The FDA previously barred Mountain View, California-based 23andMe from marketing a saliva collection kit and personal genome service designed to identify a range of health risks including cancer and heart disease, saying it had not received marketing clearance.
The current approval is for a much narrower slice of the genetic testing market.
“The FDA believes that in many circumstances it is not necessary for consumers to go through a licensed practitioner to have direct access to their personal genetic information,” Alberto Gutierrez, director of the FDA’s office of in vitro diagnostics and radiological health said in a statement.
“These tests have the potential to provide people with information about possible mutations in their genes that could be passed on to their children,” he added.
The company conducted two studies to show that the test is accurate in detecting Bloom syndrome carrier status, the agency said. The test is intended for post-natal carrier screening in adults.
“No test is perfect,” the FDA said. “Given the probability of erroneous results and the rarity of these mutations, professional societies typically recommend that only prospective parents with a family history of a genetic disorder undergo carrier screening.”
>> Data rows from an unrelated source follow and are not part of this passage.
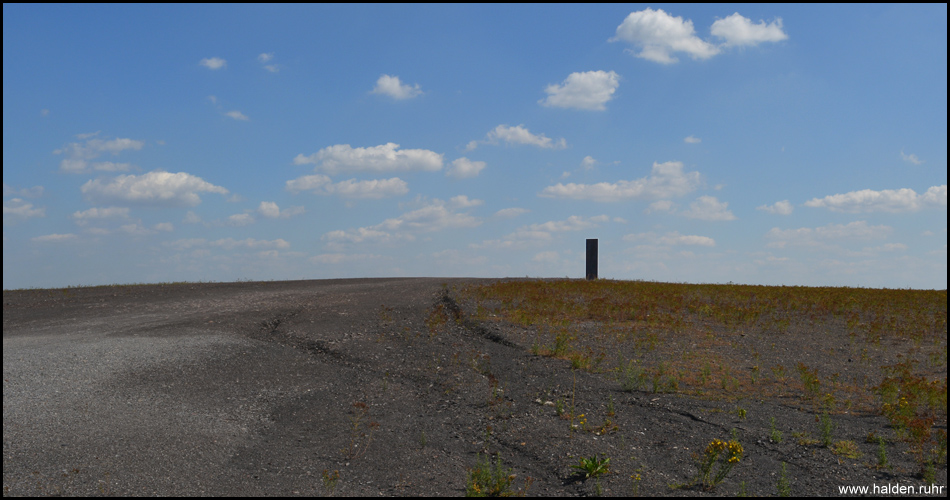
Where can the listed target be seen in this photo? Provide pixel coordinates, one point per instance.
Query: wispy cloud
(391, 86)
(589, 90)
(887, 200)
(667, 180)
(383, 158)
(154, 188)
(779, 208)
(213, 63)
(518, 135)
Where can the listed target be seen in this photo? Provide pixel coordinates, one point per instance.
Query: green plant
(881, 453)
(775, 435)
(731, 453)
(825, 427)
(847, 449)
(784, 488)
(485, 480)
(329, 480)
(361, 432)
(593, 466)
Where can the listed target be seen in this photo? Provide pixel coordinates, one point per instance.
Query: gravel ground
(273, 388)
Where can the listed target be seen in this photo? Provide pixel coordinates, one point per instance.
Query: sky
(774, 145)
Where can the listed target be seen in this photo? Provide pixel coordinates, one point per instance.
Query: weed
(593, 466)
(329, 480)
(361, 432)
(775, 435)
(783, 486)
(632, 377)
(731, 453)
(485, 480)
(881, 453)
(847, 449)
(825, 427)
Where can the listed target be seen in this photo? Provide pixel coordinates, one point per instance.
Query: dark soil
(278, 388)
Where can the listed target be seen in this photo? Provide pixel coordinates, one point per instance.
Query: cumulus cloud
(77, 156)
(537, 234)
(518, 135)
(911, 158)
(237, 115)
(737, 30)
(33, 192)
(709, 208)
(509, 213)
(16, 208)
(670, 239)
(658, 35)
(588, 90)
(887, 200)
(667, 180)
(780, 208)
(84, 216)
(213, 63)
(54, 238)
(270, 210)
(391, 86)
(374, 189)
(820, 236)
(383, 158)
(463, 168)
(154, 188)
(435, 215)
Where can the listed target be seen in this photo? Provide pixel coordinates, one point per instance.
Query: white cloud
(154, 188)
(33, 192)
(239, 220)
(509, 213)
(77, 155)
(737, 30)
(911, 158)
(374, 189)
(391, 86)
(213, 63)
(463, 168)
(54, 238)
(19, 209)
(383, 158)
(709, 208)
(546, 257)
(83, 217)
(666, 180)
(518, 135)
(780, 208)
(537, 234)
(588, 90)
(887, 200)
(271, 210)
(436, 215)
(671, 239)
(237, 115)
(658, 35)
(462, 201)
(816, 238)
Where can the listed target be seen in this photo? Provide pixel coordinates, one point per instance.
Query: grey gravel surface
(169, 389)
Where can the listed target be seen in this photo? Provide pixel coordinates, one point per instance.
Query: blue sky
(776, 144)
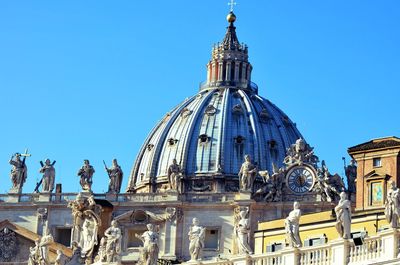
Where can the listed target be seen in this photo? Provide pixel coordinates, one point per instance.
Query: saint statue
(247, 174)
(150, 246)
(351, 175)
(115, 174)
(292, 223)
(196, 237)
(242, 232)
(49, 175)
(19, 171)
(174, 174)
(113, 242)
(343, 217)
(392, 211)
(86, 173)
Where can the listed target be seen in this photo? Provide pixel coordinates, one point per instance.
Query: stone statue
(86, 216)
(392, 205)
(292, 223)
(34, 254)
(351, 175)
(299, 153)
(86, 173)
(149, 254)
(115, 174)
(49, 175)
(113, 242)
(343, 217)
(61, 258)
(247, 174)
(196, 238)
(45, 241)
(76, 258)
(242, 232)
(174, 175)
(273, 184)
(19, 171)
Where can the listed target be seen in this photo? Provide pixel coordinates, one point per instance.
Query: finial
(232, 3)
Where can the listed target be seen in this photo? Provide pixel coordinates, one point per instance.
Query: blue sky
(89, 79)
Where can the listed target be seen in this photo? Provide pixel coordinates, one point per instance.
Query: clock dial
(300, 179)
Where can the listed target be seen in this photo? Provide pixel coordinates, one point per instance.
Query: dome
(210, 133)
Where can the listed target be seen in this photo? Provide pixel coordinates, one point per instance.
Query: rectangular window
(133, 241)
(377, 162)
(211, 241)
(63, 236)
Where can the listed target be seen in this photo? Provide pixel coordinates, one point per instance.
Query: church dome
(210, 133)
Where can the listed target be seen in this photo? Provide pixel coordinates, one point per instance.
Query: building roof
(379, 143)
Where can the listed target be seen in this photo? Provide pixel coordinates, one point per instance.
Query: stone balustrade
(380, 249)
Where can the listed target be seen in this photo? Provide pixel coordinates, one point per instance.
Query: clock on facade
(300, 179)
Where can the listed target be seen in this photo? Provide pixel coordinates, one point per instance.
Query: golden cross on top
(232, 3)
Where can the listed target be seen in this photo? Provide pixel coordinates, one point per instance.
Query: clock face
(300, 179)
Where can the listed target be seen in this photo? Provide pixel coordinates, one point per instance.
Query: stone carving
(273, 184)
(115, 174)
(327, 185)
(34, 254)
(196, 237)
(292, 226)
(299, 153)
(86, 219)
(242, 232)
(150, 250)
(247, 174)
(61, 258)
(19, 171)
(76, 258)
(49, 175)
(113, 242)
(351, 175)
(86, 174)
(8, 245)
(44, 243)
(343, 217)
(174, 176)
(392, 205)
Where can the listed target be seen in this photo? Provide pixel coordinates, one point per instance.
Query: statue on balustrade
(273, 184)
(61, 258)
(174, 176)
(49, 175)
(392, 205)
(113, 242)
(149, 253)
(351, 175)
(196, 238)
(242, 232)
(86, 215)
(86, 175)
(247, 174)
(115, 174)
(343, 217)
(19, 171)
(292, 223)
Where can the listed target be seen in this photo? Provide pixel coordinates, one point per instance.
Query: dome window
(239, 140)
(203, 139)
(264, 115)
(172, 141)
(210, 110)
(186, 112)
(237, 109)
(150, 147)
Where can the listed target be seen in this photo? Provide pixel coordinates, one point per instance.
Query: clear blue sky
(89, 79)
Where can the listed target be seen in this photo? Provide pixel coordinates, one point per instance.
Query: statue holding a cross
(19, 171)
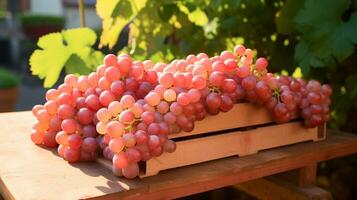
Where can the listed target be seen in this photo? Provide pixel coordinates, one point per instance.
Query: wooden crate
(244, 130)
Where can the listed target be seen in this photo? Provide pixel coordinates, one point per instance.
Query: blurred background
(304, 38)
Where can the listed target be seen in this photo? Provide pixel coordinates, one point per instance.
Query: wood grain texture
(31, 172)
(235, 118)
(240, 143)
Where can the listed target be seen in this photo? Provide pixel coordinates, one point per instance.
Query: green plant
(71, 49)
(8, 79)
(41, 20)
(313, 38)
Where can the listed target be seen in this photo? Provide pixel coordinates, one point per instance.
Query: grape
(52, 94)
(114, 129)
(131, 171)
(74, 141)
(43, 116)
(153, 141)
(213, 100)
(110, 60)
(117, 87)
(112, 73)
(69, 125)
(51, 107)
(229, 85)
(129, 139)
(199, 82)
(133, 155)
(225, 55)
(116, 145)
(176, 108)
(93, 102)
(216, 78)
(83, 84)
(65, 98)
(183, 99)
(127, 101)
(89, 131)
(37, 136)
(49, 140)
(147, 117)
(170, 95)
(166, 79)
(230, 65)
(115, 108)
(248, 83)
(153, 129)
(101, 127)
(124, 64)
(135, 105)
(239, 50)
(243, 71)
(141, 137)
(106, 97)
(261, 63)
(71, 155)
(65, 111)
(153, 98)
(169, 146)
(126, 117)
(163, 107)
(104, 115)
(63, 88)
(37, 108)
(62, 138)
(263, 91)
(85, 116)
(120, 161)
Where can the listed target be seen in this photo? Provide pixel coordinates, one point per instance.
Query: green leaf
(284, 19)
(75, 65)
(116, 15)
(198, 17)
(320, 22)
(57, 50)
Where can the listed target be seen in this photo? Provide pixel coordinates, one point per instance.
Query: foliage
(71, 49)
(41, 20)
(316, 37)
(8, 79)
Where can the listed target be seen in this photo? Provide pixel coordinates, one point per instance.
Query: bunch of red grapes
(126, 109)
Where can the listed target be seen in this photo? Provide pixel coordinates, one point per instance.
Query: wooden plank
(235, 118)
(240, 143)
(271, 188)
(304, 176)
(31, 172)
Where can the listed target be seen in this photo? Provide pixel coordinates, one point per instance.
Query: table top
(31, 172)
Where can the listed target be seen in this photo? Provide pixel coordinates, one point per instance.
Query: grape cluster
(126, 109)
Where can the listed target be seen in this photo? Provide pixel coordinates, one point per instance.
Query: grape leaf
(116, 15)
(56, 50)
(284, 19)
(324, 30)
(75, 65)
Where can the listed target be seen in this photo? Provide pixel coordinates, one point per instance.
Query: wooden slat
(235, 118)
(30, 172)
(240, 143)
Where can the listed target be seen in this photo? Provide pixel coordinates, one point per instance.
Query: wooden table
(30, 172)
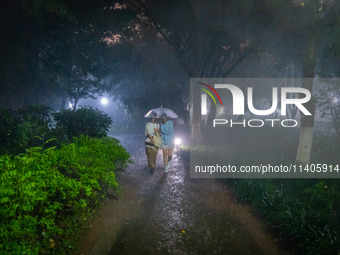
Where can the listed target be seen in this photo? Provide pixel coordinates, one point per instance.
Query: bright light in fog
(178, 141)
(104, 101)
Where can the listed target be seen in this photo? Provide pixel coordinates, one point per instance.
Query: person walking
(167, 132)
(151, 128)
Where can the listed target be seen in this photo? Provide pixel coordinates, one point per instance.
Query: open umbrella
(158, 112)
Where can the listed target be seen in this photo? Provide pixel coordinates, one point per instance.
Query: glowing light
(104, 101)
(178, 141)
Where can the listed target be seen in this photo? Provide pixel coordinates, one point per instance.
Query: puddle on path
(173, 214)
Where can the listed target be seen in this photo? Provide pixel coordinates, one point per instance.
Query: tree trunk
(307, 122)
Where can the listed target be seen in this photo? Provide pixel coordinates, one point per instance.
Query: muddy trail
(170, 213)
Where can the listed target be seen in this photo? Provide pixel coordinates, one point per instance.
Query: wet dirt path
(170, 213)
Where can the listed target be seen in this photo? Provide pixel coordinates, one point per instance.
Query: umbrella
(158, 112)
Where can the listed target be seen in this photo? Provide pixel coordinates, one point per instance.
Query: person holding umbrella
(151, 149)
(167, 132)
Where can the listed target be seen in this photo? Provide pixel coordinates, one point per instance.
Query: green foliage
(45, 195)
(301, 212)
(84, 121)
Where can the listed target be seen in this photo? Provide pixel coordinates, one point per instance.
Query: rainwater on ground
(170, 213)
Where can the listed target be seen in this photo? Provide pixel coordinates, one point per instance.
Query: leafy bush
(84, 121)
(46, 194)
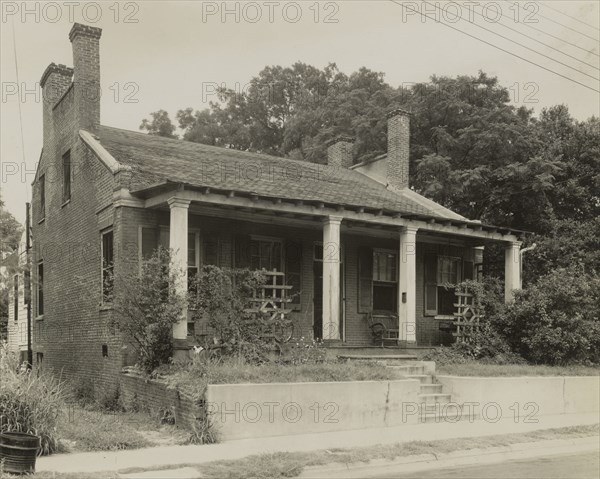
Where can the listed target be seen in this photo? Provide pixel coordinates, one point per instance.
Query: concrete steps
(422, 378)
(435, 398)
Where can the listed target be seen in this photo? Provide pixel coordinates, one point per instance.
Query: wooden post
(512, 269)
(331, 278)
(407, 287)
(178, 243)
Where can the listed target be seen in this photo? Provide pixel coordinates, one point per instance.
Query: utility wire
(574, 18)
(523, 46)
(538, 41)
(565, 26)
(501, 49)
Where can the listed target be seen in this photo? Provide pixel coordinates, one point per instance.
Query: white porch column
(331, 277)
(407, 285)
(178, 233)
(512, 269)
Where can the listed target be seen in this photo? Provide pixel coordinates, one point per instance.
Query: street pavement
(561, 466)
(158, 457)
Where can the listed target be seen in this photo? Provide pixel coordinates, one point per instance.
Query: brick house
(352, 240)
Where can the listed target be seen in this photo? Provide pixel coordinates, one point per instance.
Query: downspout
(27, 276)
(521, 253)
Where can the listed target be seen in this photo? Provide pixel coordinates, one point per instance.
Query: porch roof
(157, 160)
(161, 164)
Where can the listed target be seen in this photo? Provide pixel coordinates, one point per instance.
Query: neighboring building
(17, 308)
(352, 240)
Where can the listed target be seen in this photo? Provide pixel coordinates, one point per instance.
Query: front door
(318, 299)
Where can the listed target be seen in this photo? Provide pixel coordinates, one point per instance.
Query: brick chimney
(398, 148)
(55, 81)
(86, 60)
(339, 152)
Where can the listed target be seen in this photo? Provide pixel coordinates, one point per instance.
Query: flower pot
(18, 451)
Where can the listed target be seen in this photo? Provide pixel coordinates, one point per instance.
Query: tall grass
(29, 403)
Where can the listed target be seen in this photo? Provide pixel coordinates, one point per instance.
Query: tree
(160, 125)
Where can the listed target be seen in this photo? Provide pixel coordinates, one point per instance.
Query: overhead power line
(564, 26)
(571, 17)
(538, 41)
(501, 49)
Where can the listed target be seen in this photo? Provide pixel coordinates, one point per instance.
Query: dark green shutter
(149, 242)
(242, 251)
(365, 280)
(293, 272)
(430, 290)
(468, 270)
(210, 250)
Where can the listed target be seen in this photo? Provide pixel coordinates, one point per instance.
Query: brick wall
(398, 148)
(74, 326)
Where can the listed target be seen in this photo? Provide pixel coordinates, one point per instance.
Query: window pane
(384, 266)
(384, 297)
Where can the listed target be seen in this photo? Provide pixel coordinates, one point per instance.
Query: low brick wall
(528, 397)
(240, 411)
(154, 396)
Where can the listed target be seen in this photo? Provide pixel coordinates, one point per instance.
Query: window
(66, 176)
(108, 266)
(265, 253)
(385, 281)
(441, 273)
(39, 363)
(151, 239)
(16, 297)
(377, 281)
(42, 197)
(40, 289)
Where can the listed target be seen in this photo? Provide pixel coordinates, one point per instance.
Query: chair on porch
(384, 327)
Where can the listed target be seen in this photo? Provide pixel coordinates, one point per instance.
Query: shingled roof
(157, 160)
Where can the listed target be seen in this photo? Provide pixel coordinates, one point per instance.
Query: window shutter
(242, 251)
(293, 272)
(210, 251)
(149, 242)
(430, 290)
(365, 280)
(468, 270)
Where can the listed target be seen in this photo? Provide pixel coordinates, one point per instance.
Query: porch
(343, 265)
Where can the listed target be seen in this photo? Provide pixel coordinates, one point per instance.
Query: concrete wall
(533, 396)
(259, 410)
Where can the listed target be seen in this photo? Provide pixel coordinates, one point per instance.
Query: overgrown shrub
(147, 305)
(29, 403)
(303, 351)
(223, 296)
(556, 320)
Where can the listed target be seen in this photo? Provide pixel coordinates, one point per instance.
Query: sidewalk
(174, 455)
(403, 466)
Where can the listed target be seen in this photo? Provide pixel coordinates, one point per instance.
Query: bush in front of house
(29, 403)
(555, 320)
(147, 305)
(223, 297)
(484, 344)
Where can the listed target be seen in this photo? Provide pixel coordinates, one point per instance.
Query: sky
(171, 55)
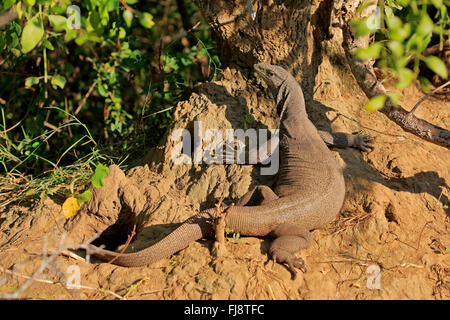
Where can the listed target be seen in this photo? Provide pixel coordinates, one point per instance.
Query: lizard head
(274, 76)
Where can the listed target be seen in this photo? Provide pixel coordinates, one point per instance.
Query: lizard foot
(291, 260)
(363, 141)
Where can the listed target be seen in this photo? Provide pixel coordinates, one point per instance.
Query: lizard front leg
(290, 238)
(345, 140)
(257, 196)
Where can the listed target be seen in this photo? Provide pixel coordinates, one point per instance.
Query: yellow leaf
(70, 207)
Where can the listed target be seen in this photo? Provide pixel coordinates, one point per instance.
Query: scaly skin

Company co-founder Anne Wojcicki said in an interview that 23andMe has not yet decided how much the test will cost or exactly when it will be available though she expects it will be “some time this year.”
She said the company has 40 more screening tests of this type that it hopes gradually to introduce.
The company has not given up hope that it can win FDA approval for other types of genetic tests for which the agency currently requires premarket approval, she said.
“This is the first step in what we hope will continue to be an evolving journey, she said.